As taxas de Santana

Bernardino Soares (Membro da Comissão Política do PCP)
Recentemente Santana Lopes veio anunciar a diferenciação das taxas moderadoras nos serviços públicos de saúde, corrigindo passado pouco tempo para o pagamento diferenciado dos cuidados de saúde por determinadas camadas da população.

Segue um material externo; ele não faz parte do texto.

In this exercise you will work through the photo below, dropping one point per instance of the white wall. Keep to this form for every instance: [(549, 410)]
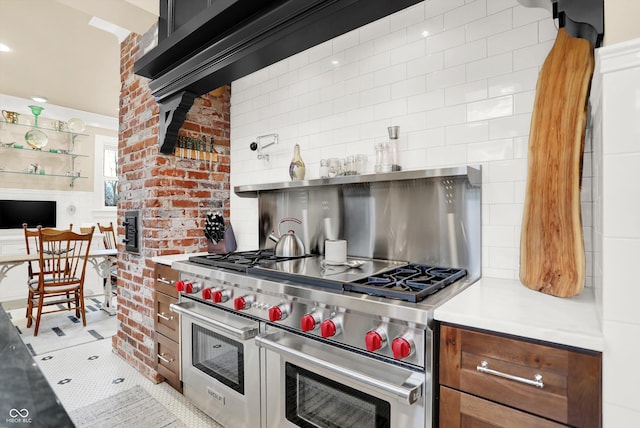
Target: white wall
[(458, 77), (615, 95)]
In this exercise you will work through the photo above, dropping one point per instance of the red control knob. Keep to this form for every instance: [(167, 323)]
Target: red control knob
[(239, 303), (275, 314), (328, 328), (216, 296), (308, 322), (373, 340), (401, 348)]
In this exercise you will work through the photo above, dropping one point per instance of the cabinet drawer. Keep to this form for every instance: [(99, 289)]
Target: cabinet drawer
[(168, 360), (167, 322), (570, 381), (458, 409), (165, 280)]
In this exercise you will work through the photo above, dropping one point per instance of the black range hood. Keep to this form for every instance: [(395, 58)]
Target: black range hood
[(220, 41), (233, 38)]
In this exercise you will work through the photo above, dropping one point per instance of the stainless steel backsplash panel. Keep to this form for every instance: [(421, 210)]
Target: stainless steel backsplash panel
[(430, 217)]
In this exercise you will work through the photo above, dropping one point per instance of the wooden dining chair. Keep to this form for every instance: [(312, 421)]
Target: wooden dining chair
[(63, 256), (32, 245), (110, 243)]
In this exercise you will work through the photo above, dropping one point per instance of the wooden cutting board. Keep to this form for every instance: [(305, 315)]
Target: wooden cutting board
[(552, 258)]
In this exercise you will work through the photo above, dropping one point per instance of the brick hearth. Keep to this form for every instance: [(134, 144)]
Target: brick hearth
[(172, 195)]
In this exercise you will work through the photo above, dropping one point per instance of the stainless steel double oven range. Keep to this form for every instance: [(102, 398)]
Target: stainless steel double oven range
[(269, 341)]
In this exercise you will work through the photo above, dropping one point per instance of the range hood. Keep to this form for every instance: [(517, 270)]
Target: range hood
[(234, 38), (230, 39)]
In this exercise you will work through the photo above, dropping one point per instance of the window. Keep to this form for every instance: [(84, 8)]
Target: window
[(110, 176)]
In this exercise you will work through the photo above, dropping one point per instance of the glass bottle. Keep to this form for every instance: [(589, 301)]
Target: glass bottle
[(297, 168)]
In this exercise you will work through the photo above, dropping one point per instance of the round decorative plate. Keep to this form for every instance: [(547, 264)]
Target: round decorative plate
[(36, 139), (75, 125)]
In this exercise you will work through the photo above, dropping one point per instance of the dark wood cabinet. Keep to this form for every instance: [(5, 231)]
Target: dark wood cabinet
[(167, 326), (486, 379)]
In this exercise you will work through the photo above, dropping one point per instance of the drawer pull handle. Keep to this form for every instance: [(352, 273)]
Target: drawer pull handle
[(537, 379), (164, 317), (161, 356)]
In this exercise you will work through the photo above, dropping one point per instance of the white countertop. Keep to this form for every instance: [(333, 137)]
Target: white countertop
[(507, 306), (167, 260)]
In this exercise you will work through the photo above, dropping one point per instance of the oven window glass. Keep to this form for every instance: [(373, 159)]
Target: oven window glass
[(219, 357), (313, 401)]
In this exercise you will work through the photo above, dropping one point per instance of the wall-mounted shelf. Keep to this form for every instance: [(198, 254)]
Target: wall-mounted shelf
[(9, 144), (37, 174)]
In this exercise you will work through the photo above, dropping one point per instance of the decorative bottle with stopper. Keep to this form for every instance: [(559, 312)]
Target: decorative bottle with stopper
[(394, 133), (297, 168)]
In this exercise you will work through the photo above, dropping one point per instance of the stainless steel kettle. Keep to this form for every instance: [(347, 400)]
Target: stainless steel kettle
[(288, 244)]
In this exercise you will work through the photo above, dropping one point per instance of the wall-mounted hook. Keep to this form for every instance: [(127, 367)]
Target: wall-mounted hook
[(259, 145)]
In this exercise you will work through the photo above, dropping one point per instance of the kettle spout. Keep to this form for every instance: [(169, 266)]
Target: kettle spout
[(272, 236)]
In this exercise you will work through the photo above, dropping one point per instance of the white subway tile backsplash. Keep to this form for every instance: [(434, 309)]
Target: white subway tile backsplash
[(490, 109), (509, 127), (466, 93), (446, 116), (511, 40), (396, 73), (408, 17), (494, 6), (425, 65), (445, 40), (439, 7), (457, 76), (408, 87), (426, 138), (498, 193), (465, 53), (445, 78), (409, 52), (531, 56), (425, 28), (470, 12), (526, 15), (489, 67), (492, 24), (428, 101), (446, 156), (391, 41), (467, 133), (511, 83), (523, 102), (487, 151), (547, 30)]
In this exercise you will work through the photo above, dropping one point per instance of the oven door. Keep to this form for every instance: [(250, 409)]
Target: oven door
[(220, 363), (316, 385)]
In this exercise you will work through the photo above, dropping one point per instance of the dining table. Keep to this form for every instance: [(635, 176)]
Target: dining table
[(100, 259)]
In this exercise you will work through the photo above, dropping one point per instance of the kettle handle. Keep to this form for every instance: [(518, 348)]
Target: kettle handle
[(295, 220)]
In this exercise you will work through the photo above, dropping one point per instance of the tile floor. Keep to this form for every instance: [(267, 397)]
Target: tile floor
[(86, 373)]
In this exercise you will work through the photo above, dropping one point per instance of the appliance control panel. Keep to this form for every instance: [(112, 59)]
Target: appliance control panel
[(366, 332)]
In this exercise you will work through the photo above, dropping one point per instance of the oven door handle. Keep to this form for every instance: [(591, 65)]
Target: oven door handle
[(409, 392), (187, 309)]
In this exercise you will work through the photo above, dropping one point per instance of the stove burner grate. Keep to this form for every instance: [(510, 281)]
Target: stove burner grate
[(240, 260), (412, 283)]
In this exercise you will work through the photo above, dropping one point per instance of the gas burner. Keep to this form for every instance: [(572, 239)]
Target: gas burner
[(240, 260), (411, 283)]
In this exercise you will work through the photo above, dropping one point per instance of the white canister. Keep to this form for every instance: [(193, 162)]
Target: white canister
[(335, 251)]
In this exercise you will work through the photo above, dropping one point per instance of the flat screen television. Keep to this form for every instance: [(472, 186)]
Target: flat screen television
[(34, 213)]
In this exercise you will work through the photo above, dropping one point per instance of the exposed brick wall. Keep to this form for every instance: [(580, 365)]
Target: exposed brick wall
[(172, 195)]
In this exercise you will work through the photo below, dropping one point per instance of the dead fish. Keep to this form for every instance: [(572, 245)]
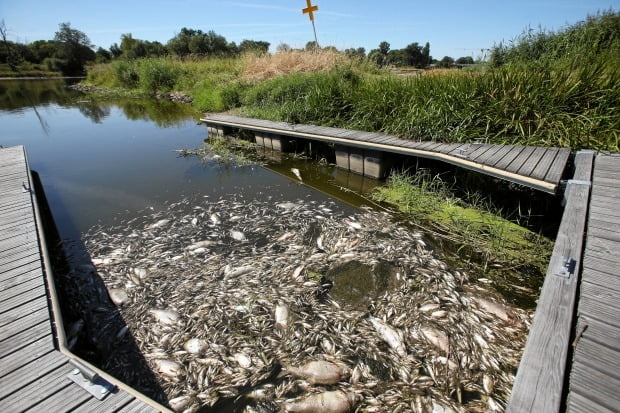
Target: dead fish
[(215, 218), (429, 307), (296, 172), (160, 223), (118, 296), (491, 307), (236, 272), (142, 273), (243, 360), (320, 372), (487, 383), (195, 345), (437, 338), (179, 404), (167, 317), (336, 401), (201, 244), (168, 367), (287, 206), (282, 316), (390, 335), (238, 235)]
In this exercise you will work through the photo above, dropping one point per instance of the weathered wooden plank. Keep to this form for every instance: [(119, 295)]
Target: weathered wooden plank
[(539, 383), (28, 354), (602, 295), (596, 386), (19, 312), (16, 272), (24, 323), (579, 404), (137, 406), (591, 307), (598, 356), (22, 298), (611, 281), (8, 283), (28, 373), (67, 399), (520, 160), (36, 393), (528, 167), (514, 152), (18, 262), (609, 234), (557, 167), (16, 342), (111, 403), (20, 289), (599, 331), (497, 156), (478, 150)]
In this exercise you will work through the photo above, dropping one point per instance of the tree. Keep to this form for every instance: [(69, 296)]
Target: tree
[(76, 49), (426, 54), (283, 47), (446, 61), (466, 60), (254, 46)]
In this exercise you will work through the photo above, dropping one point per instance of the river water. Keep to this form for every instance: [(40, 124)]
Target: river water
[(213, 253)]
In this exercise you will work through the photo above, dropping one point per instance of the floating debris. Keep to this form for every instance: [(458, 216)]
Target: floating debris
[(229, 300)]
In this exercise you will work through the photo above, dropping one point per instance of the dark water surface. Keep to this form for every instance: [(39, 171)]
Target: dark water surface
[(99, 160)]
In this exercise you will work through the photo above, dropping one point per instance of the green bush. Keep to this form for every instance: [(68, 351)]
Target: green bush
[(126, 73), (158, 75)]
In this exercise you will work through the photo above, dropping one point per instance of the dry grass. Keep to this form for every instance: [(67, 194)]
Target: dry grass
[(257, 68)]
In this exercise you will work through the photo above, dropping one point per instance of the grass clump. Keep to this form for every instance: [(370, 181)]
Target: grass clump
[(475, 229)]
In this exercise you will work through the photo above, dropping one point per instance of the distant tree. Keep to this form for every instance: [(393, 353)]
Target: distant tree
[(115, 51), (466, 60), (283, 47), (102, 55), (446, 61), (75, 48), (359, 52), (311, 46), (380, 55), (260, 47), (384, 48), (426, 54), (11, 54)]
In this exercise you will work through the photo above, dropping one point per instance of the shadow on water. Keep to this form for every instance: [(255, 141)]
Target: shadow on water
[(94, 327)]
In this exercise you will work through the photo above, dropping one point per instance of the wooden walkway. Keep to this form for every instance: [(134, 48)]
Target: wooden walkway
[(595, 371), (536, 167), (572, 358), (34, 365)]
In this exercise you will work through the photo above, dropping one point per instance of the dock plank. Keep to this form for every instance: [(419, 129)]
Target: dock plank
[(539, 383)]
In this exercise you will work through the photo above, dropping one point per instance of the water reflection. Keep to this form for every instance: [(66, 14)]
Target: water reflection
[(17, 96)]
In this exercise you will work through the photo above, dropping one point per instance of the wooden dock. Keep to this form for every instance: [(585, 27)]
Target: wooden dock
[(571, 360), (34, 362), (536, 167)]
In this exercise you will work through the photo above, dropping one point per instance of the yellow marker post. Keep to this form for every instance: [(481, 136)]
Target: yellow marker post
[(310, 12)]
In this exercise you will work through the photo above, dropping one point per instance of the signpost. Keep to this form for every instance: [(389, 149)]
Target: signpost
[(310, 12)]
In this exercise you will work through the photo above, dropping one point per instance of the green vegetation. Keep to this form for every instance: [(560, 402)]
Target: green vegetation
[(474, 227), (561, 97)]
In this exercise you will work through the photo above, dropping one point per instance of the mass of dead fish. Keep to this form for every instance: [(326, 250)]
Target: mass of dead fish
[(226, 302)]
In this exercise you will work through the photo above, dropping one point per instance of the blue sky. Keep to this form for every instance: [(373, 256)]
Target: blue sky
[(454, 28)]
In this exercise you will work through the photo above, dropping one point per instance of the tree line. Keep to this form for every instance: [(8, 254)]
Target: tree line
[(71, 50)]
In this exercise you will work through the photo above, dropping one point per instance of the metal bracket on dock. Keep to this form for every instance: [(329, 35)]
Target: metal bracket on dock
[(90, 381), (566, 267)]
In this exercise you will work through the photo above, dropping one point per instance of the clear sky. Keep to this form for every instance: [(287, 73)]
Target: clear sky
[(452, 27)]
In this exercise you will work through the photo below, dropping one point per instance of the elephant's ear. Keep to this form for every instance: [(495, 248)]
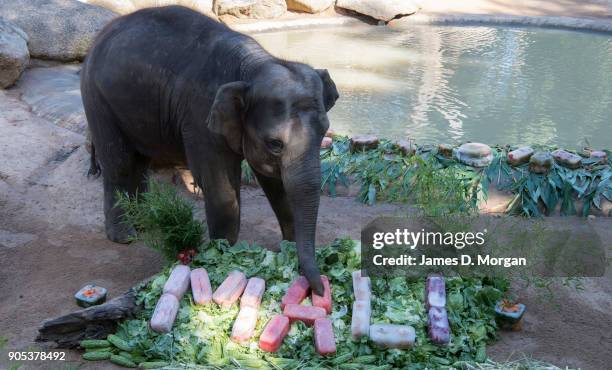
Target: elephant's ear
[(227, 113), (330, 93)]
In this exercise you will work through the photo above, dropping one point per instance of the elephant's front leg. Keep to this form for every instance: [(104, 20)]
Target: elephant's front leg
[(222, 197), (275, 192)]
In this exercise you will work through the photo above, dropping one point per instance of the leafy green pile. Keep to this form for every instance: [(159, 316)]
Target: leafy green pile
[(201, 333), (439, 184), (541, 194)]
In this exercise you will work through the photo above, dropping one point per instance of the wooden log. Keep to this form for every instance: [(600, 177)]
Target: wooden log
[(94, 322)]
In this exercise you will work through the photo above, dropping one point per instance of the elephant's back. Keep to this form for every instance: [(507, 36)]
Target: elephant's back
[(155, 40)]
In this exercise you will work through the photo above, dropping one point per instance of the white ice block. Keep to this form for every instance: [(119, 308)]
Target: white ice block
[(360, 322), (392, 336), (244, 326), (230, 290), (178, 281), (361, 287), (253, 293), (435, 292), (165, 313), (200, 286)]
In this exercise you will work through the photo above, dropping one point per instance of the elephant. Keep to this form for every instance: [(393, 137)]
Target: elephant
[(170, 84)]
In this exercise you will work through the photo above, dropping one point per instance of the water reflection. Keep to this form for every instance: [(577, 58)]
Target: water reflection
[(453, 84)]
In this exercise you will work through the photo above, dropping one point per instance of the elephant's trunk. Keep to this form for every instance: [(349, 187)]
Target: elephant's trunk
[(302, 182)]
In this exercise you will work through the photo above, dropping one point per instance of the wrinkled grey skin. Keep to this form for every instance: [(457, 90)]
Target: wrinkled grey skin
[(170, 84)]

O princípio do «utilizador-pagador» penaliza quem mais doente está

A proposta justificar-se-ia, no dizer do nosso inefável primeiro-ministro, por razões de justiça social e para contribuir para o aumento de receitas próprias do Serviço Nacional de Saúde.
Lembre-se que a introdução destas taxas moderadoras foi sempre justificada, designadamente aquando da revisão da Constituição que alterou o carácter gratuito do SNS para «tendencialmente gratuito», com o singelo objectivo de moderar o recurso excessivo aos cuidados de saúde disponibilizados, prevendo até na altura os deputados do PSD e PS, que a prazo desapareceriam. Na realidade as taxas moderadoras nunca se destinaram a isso mas sim a introduzir um princípio de pagamento dos cuidados de saúde.
As propostas agora feitas por Santana Lopes não são mais do que o trilhar do caminho então aberto. Lembre-se aliás que o Governo PSD/CDS-PP aumentou fortemente em 2003 as taxas moderadoras (nas mais comuns entre 30 e 40 por cento). Trata-se afinal de aumentar o pagamento directo pelas populações, que ascenderá já no nosso país a 40 por cento do total dos gastos em saúde, desresponsabilizando assim progressivamente o Estado do financiamento do SNS.
A proposta de Santana Lopes vem embrulhada na mais desbragada demagogia ao pretender apresentar-se como uma forma de cobrar aos ricos favorecendo os mais desfavorecidos. Mas o que à primeira vista pareceria justo não resiste a uma consideração mais atenta. É que o que está mal não é que os ricos não paguem a saúde; é que não paguem os impostos devidos, pois é no sistema fiscal que se obtém os recursos para financiar os serviços públicos, incluindo os de saúde, e que se deveria procurar cobrar justamente de acordo com os reais rendimentos de cada um. Mas nisso o Governo PSD/CDS-PP não está interessado.
Aliás, uma tal medida acabaria por repetir no pagamento da saúde a injustiça que já temos no sistema fiscal, em que a maior fatia das receitas continua a ser assegurada pelos trabalhadores por conta de outrem, e por outro lado, ao introduzir o chamado «princípio do utilizador-pagador» penalizaria mais quem mais doente estivesse.

SNS não tem que ter receitas

Por outro lado, o SNS não tem de ter como preocupação prioritária a obtenção de receitas próprias, porque isso equivaleria a desviá-lo da sua função fundamental – prestar cuidados de saúde. De resto a proposta do Governo denuncia as suas verdadeiras intenções. É que se a preocupação são as receitas próprias, então não é com um maior pagamento dos cuidados de saúde por uma pequena minoria de muito ricos, que porventura recorrem até mais aos serviços privados, que se resolve o problema. Seria preciso alargar bastante mais o universo dos abrangidos por tal medida, generalizando os aumentos e abrindo caminho quer a uma crescente utilização do sector privado e remetendo o que restasse do SNS para um modelo assistencialista e degradado que não seria capaz de garantir o direito à saúde dos portugueses.
Nesta e noutras matérias, a grave ofensiva a que está sujeito o SNS exige uma atenção redobrada do Partido e o indispensável reforço da luta das populações, dos trabalhadores em geral e dos profissionais de saúde. Tanto mais que esta é uma daquelas áreas em que o Partido Socialista, mesmo antes do recente conclave, manteve em relação à política do Governo, indisfarçáveis cumplicidades e preocupantes hesitações.
A proposta de orçamento para 2005 confirma o prosseguimento desta ofensiva. Uma menor transferência real de verbas para o SNS, uma nova diminuição do investimento (4,7 por cento), ou a prioridade a uma crescente privatização da saúde, são algumas das linhas de força aí incluídas pelo governo. Veja-se em particular o caso dos novos 10 hospitais a construir nos próximos anos – cuja entrega aos privados significa submeter os cuidados hospitalares de 26 por cento da população à prioridade do lucro – e que serão financiados com pagamentos do Estado até 2037, no valor de mais de 7400 milhões de euros, a que se acrescentará, como afirmou Bagão Félix, o que resulte aplicação do princípio do utilizador-pagador, isto é, o pagamento directo pelos utentes.
Também por isso é indispensável reforçar o papel do Partido na defesa do Serviço Nacional de Saúde e na batalha mais geral da substituição deste Governo e da interrupção da política de direita.